Signes religieux: le «droit acquis» refait surface avant le caucus du PQ

Le chef intérimaire du Parti québécois, Pascal Bérubé, lors d’une rencontre à Montréal en novembre dernier
Photo: Graham Hughes La Presse canadienne Le chef intérimaire du Parti québécois, Pascal Bérubé, lors d’une rencontre à Montréal en novembre dernier

L’octroi d’un « droit acquis » aux employés de l’État, advenant une obligation de retirer leur signe religieux par le gouvernement caquiste, refait débat au sein du Parti québécois.

Les dix élus du groupe de deuxième opposition à l’Assemblée nationale discuteront cette semaine des conditions de leur appui au projet de loi sur la laïcité de l’État dans les cartons de l’équipe de François Legault. Certains élus appellent à biffer la « clause grand-père » de la liste des demandes du PQ.

En campagne électorale, l’équipe de Jean-François Lisée proposait d’« interdire aux personnes en autorité, aux éducateurs en garderie ou en CPE et aux enseignants des niveaux préscolaire, primaire et secondaire d’afficher leurs convictions, y compris religieuses ». « Un droit acquis s’appliquera », pouvait-on lire dans le programme politique du PQ adopté en congrès au printemps 2018.

Réunis dans un hôtel-spa de Sainte-Agathe-des-Monts, les députés péquistes situeront leur « ligne rouge » dans le sempiternel débat sur le port de signes religieux chez les employés de l’État.

Le PQ choisira avec soin les batailles qu’il mènera contre le gouvernement de François Legault. La laïcité ne doit pas en faire partie, estime plus d’un.

D’autre part, le PQ n’appelle plus à renoncer à l’uniformisation du taux de taxe scolaire promis par la CAQ, qui se traduirait par un manque à gagner de 700, voire 900 millions de dollars par année. Mais il demandera à l’équipe de François Legault de prévoir un mécanisme garantissant non seulement aux propriétaires, mais également aux locataires un répit fiscal. « On a des choses importantes à dire et on va les dire, a prévenu M. Bérubé à deux semaines du retour des députés à l’Assemblée nationale. On ne lâchera pas. »

Le Canada, « trop petit »

Après avoir cherché en vain à établir une seule déclaration de revenus, gérée par Revenu Québec, le premier ministre François Legault « réalise déjà les limites d’une province », estime M. Bérubé. « Le Canada est trop petit pour les ambitions du Québec, a-t-il lancé. « Soit on accepte le Canada, soit on est pour le Québec. »

Le PQ a profité de son lac-à-l’épaule dans les Laurentides — où il s’est fait lessiver lors des élections générales du 1er octobre dernier — pour tenir un « 6 à 8 » à la Brasserie Les 2 Richard. Le resto-bar était bondé en ce « mardi italien » à la sauce PQ.

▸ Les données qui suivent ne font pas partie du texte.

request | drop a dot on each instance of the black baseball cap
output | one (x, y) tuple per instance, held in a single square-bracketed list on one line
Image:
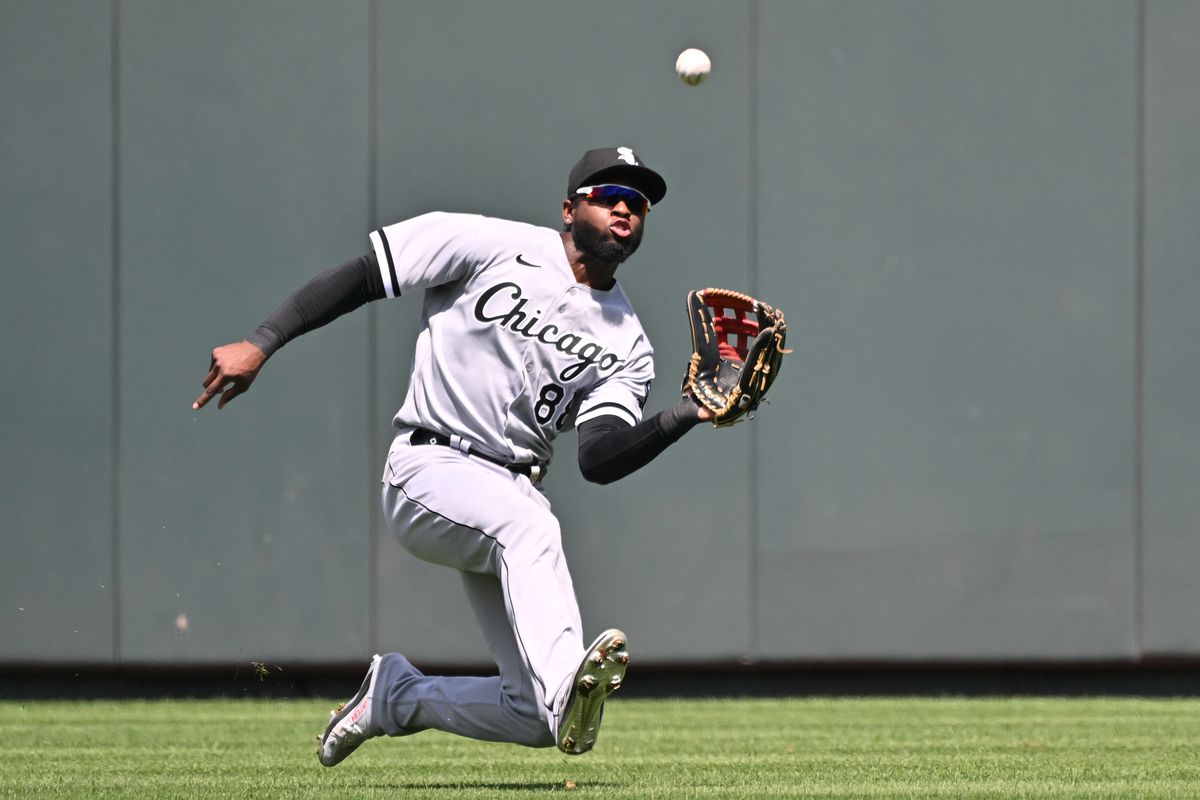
[(616, 166)]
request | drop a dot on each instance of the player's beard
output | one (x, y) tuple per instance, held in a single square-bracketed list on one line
[(601, 245)]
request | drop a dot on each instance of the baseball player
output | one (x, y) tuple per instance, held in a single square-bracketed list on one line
[(525, 334)]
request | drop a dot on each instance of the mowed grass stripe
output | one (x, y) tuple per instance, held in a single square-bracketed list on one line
[(801, 747)]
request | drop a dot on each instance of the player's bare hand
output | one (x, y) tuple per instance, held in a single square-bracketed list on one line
[(231, 372)]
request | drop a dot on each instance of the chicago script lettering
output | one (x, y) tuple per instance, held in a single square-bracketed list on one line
[(505, 305)]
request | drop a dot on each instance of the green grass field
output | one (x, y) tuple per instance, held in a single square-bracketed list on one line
[(1119, 749)]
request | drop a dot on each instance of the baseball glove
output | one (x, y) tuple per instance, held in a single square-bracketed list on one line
[(737, 347)]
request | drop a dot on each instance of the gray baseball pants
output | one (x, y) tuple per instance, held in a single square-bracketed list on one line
[(497, 529)]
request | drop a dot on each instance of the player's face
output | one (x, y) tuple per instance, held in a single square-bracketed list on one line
[(606, 229)]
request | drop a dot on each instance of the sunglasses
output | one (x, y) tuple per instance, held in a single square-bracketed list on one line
[(610, 194)]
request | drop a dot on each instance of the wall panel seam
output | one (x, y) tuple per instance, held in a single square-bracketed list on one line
[(115, 323), (1139, 365)]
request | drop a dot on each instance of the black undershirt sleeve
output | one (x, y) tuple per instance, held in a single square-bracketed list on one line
[(611, 449), (321, 301)]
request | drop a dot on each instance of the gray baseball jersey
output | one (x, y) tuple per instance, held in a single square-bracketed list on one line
[(513, 349)]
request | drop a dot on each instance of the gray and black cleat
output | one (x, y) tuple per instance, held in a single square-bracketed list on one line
[(351, 722)]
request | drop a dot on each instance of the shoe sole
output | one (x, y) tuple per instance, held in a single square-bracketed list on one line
[(600, 674), (341, 713)]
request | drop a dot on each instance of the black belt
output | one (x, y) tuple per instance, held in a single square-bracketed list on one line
[(426, 437)]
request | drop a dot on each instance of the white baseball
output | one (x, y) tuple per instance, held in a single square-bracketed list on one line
[(693, 66)]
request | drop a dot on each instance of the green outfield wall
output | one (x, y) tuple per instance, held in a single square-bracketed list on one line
[(981, 218)]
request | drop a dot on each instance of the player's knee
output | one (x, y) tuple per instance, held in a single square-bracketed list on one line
[(535, 539)]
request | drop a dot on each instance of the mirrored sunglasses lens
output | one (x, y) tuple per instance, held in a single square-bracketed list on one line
[(615, 194)]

Le chef intérimaire du PQ, Pascal Bérubé, et le nouveau chef du Bloc québécois, Yves-François Blanchet, s’y sont présentés bras dessus, bras dessous sous des applaudissements nourris. « Ça va bien », a répété M. Blanchet devant quelques dizaines de militants. Puis, il leur a confié avoir passé la nuit au domicile du député de Matane-Matapédia il y a quelques semaines. « Même dans les bonnes périodes, Pauline n’a pas dormi chez Gilles. Et Lucien n’a pas dormi chez Jacques », a-t-il ajouté.

Le chef bloquiste a dit avoir reçu un « truck de messages d’insultes » de la part d’anglophones dans la foulée d’une entrevue au réseau de la CBC. « Quand ils ne sont pas contents, on a peut-être des raisons de l’être », a-t-il affirmé.

Le dégel de la relation entre le PQ et le Bloc s’est fait « naturellement » après l’arrivée de l’ex-ministre péquiste à la tête du parti fédéral, explique un stratège péquiste. « Avec Martine, c’était moins évident. »

La suite

La présidente du PQ, Gabrielle Lemieux, et la vice-présidente, Ève-Mary Thaï Thi Lac, ont fait la route jusque dans Les Pays-d’en-Haut pour discuter avec les députés péquistes de façons de « renouveler l’approche du PQ », de « moderniser [ses] structures » et d’être « représentatif de la société québécoise », mais aussi de poser les jalons d’ici aux prochaines élections générales. Le moment de la désignation du prochain chef — avant ou après l’adoption du programme 2022 ? — demeure à déterminer.